API Design

Estimators

When designing the package, we’ve tried to keep the interface for all estimators and evaluation functions as close to each other as possible. Both the PySpark-based and H2O-based estimators employ a sklearn-style interface with a fit and a predict function.

We’ve done our best to keep the parameters for initializing a model as similar as possible across the two backends (PySpark and H2O) and model types. However, given that the inner workings of the different modeling techniques vary considerably, we’ve deviated from enforcing this goal in some cases. For instance, while T-learner and S-learner require specifying only a single combination of base_model_class, base_model_params, and predictor_colnames, the X-learner, which proceeds in two stages, takes as input two sets of these parameters. Therefore, we strongly encourage the users to carefully check the docstring of each estimator before use.

The PySpark-based and H2O-based estimators follow an almost identical interface. One exception being that the H2O-based estimators require the predictor_colnames to be specified as a list of strings, while PySpark-based estimators instead require specifying the predictors_colname as a single string. This predictors_colname is expected to represent an assembled vector from all features, as is common in PySpark ML. The reason behind this design decision is to reduce the overhead of assembling the vector each time the user trains a different estimator. The other difference is that the predict functions returns a single column in case of H2O, while in PySpark it returns the whole test dataframe with the predictions column attached to the dataframe.
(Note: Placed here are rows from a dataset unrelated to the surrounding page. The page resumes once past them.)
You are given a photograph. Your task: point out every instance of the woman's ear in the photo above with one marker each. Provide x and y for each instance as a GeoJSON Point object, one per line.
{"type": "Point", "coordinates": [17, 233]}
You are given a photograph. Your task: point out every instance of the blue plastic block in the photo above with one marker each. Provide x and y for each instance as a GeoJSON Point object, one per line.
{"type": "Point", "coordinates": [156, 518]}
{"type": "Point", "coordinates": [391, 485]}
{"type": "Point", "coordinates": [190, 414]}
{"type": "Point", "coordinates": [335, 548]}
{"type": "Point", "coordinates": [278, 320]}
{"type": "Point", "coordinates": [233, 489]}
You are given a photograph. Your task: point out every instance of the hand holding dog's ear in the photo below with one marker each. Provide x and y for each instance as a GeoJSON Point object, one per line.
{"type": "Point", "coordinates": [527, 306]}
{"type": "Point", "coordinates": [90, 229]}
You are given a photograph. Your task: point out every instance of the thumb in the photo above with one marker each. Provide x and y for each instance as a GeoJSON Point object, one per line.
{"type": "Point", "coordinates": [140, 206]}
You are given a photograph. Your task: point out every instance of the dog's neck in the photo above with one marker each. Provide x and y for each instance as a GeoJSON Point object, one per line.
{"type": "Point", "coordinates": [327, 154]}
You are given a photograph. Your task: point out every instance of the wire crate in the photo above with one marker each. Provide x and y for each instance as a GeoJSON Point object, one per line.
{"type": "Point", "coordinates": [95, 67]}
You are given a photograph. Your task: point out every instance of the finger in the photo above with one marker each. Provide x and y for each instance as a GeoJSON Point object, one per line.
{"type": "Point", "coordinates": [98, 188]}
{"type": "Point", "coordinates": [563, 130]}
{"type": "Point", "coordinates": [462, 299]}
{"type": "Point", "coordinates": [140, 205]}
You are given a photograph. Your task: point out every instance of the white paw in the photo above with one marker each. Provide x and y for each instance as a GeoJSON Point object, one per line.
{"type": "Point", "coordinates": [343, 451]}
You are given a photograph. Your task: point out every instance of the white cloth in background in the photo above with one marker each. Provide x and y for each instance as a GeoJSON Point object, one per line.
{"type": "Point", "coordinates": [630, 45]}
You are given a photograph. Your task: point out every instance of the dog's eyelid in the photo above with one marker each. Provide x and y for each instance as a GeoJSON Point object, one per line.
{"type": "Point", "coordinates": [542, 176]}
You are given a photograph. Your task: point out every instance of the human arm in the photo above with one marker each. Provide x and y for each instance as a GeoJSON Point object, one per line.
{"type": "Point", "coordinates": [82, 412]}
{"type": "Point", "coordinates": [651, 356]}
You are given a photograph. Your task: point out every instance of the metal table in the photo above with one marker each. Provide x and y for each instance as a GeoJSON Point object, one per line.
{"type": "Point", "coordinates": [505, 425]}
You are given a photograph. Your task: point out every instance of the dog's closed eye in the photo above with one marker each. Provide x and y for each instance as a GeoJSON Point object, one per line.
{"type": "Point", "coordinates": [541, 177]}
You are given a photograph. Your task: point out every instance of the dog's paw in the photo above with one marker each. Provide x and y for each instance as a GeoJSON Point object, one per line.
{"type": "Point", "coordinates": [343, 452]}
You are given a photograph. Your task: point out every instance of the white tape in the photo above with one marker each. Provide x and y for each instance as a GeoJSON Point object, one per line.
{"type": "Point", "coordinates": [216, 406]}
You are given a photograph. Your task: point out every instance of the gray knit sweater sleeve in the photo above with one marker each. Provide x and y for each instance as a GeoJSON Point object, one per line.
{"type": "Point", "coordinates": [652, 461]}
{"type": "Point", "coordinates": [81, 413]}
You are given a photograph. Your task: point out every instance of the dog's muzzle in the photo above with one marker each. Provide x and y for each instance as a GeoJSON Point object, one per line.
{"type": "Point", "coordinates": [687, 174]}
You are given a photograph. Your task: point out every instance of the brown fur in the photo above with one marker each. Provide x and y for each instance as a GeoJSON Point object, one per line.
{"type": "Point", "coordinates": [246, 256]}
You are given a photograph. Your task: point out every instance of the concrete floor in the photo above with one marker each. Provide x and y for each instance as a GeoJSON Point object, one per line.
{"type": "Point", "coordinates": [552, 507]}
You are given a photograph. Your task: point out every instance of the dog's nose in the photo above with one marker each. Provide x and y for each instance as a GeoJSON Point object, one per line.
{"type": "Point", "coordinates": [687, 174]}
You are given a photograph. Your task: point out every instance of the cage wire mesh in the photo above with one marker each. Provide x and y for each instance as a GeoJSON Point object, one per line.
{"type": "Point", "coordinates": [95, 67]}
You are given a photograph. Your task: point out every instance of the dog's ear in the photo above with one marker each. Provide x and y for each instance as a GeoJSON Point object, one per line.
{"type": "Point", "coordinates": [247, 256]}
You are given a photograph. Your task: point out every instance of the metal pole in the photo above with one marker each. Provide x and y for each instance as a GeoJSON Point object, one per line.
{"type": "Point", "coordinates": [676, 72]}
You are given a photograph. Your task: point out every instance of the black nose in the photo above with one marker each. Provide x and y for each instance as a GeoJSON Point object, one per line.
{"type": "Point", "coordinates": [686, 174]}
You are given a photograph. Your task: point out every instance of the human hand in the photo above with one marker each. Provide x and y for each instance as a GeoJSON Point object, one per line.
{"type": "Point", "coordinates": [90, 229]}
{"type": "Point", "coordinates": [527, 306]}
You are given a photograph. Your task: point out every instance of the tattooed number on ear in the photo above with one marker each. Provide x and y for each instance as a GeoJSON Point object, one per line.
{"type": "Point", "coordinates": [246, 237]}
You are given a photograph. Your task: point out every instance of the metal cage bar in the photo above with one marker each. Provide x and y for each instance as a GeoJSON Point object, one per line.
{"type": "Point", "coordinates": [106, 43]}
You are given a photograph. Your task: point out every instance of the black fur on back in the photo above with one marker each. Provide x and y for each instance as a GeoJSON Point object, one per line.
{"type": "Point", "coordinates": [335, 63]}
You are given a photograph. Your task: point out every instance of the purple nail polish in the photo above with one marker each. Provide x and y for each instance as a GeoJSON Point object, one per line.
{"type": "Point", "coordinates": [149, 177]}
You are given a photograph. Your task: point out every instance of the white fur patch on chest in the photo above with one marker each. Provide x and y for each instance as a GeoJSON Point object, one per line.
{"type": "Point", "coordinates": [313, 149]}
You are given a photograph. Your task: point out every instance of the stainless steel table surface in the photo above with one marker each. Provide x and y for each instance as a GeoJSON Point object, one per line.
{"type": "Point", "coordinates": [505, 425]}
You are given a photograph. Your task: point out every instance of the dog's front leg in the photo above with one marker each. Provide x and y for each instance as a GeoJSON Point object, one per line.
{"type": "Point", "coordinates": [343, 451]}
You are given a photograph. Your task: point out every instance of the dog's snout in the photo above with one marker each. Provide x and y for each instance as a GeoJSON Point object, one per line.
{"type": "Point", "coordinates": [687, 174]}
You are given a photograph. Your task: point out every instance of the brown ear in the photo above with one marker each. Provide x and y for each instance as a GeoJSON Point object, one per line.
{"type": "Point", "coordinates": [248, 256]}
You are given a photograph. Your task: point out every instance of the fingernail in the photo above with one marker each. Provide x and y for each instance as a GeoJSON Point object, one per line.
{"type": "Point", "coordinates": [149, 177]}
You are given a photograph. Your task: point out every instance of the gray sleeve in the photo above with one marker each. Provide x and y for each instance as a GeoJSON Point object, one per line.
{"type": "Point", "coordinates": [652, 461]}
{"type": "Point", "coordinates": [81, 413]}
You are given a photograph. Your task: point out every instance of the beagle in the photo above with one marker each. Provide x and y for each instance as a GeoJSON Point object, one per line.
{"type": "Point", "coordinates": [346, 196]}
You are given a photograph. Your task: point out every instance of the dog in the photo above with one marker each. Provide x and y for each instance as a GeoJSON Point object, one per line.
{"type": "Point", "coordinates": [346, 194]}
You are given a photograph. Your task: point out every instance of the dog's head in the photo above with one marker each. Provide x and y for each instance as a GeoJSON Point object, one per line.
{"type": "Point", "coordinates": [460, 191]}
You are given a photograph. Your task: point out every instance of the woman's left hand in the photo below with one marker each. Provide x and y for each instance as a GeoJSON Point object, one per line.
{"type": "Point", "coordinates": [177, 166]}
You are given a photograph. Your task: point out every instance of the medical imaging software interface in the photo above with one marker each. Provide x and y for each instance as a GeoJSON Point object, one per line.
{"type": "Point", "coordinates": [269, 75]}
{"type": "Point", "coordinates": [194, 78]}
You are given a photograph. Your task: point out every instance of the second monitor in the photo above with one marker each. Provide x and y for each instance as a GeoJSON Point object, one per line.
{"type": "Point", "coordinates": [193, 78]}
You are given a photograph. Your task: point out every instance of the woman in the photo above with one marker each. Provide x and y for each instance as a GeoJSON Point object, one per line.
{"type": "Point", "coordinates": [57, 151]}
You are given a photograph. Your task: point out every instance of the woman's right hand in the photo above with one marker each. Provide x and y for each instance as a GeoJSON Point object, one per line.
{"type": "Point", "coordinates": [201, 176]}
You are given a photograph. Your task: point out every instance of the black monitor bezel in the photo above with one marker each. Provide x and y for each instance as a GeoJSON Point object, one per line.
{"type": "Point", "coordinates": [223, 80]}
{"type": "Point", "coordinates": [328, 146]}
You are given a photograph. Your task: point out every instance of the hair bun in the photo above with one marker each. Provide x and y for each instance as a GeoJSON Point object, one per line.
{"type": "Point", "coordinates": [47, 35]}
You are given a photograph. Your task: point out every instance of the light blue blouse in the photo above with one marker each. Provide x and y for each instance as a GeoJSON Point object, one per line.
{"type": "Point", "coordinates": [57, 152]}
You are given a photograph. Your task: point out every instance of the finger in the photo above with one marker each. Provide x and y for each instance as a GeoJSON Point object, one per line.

The reason for this is that while H2O returns the predictions in the same order as the instances in the test dataframe, in PySpark it’s impossible to recover the original order within a single column and hence to ensure that the predictions would be aligned with the corresponding instances.

The following code block represents the basic signature of the estimators on the example of H2O-based T-learner.

class TLearnerEstimator

    def __init__(
        self,
        base_model_class: Any,
        base_model_params: Dict,
        predictor_colnames: List[str],
        treatment_colname: str = "treatment",
        target_colname: str = "outcome",
        treatment_value: int = 1,
        control_value: int = 0,
        categorical_outcome: bool = False,
        output_colname: str = "cate_t",
    ):
    """Initializes the T-learner.

    Args:
        base_model_class (h2o.utils.backward_compatibility.BackwardsCompatibleMeta): the H2O model class to
          instantiate the T-learner with
        base_model_params (dict): parameters and their values for the H2O models
        predictor_colnames (list of str): the column names that contain the predictor variables
        treatment_colname (str, optional): the column name that contains the treatment indicators
        target_colname (str, optional): the column name that contains the target
        treatment_value (str or int, optional): the value in column <treatment_colname> that refers to the treatment group
        control_value (str or int, optional): the value in column <treatment_colname> that refers to the control group
        categorical_outcome (bool, optional): whether to treat the outcome as categorical
        output_colname (str, optional): the column name for the estimator output
    """

    def fit(self, df_h2o_train: h2o.H2OFrame, df_h2o_val: h2o.H2OFrame = None) -> None:
    """Trains the T-learner.

    Args:
        df_h2o_train (h2o.H2OFrame): a dataframe containing the treatment indicators, the observed outcomes, and predictors
        df_h2o_val (h2o.H2OFrame, optional): a dataframe containing the treatment indicators, the observed outcomes, and predictors
    """

    def predict(self, df_h2o: h2o.H2OFrame) -> h2o.H2OFrame:
    """Applies the T-learner and returns treatment effect predictions.

    Args:
        df_h2o (h2o.H2OFrame): a dataframe containing predictors

    Returns:
        predictions (h2o.H2OFrame): a single column containing treatment effect predictions
    """

Evaluation

The evaluation module is common for all estimators and works on PySpark dataframes. This means that the user is expected to convert their evaluation dataset back to PySpark when using H2O estimators.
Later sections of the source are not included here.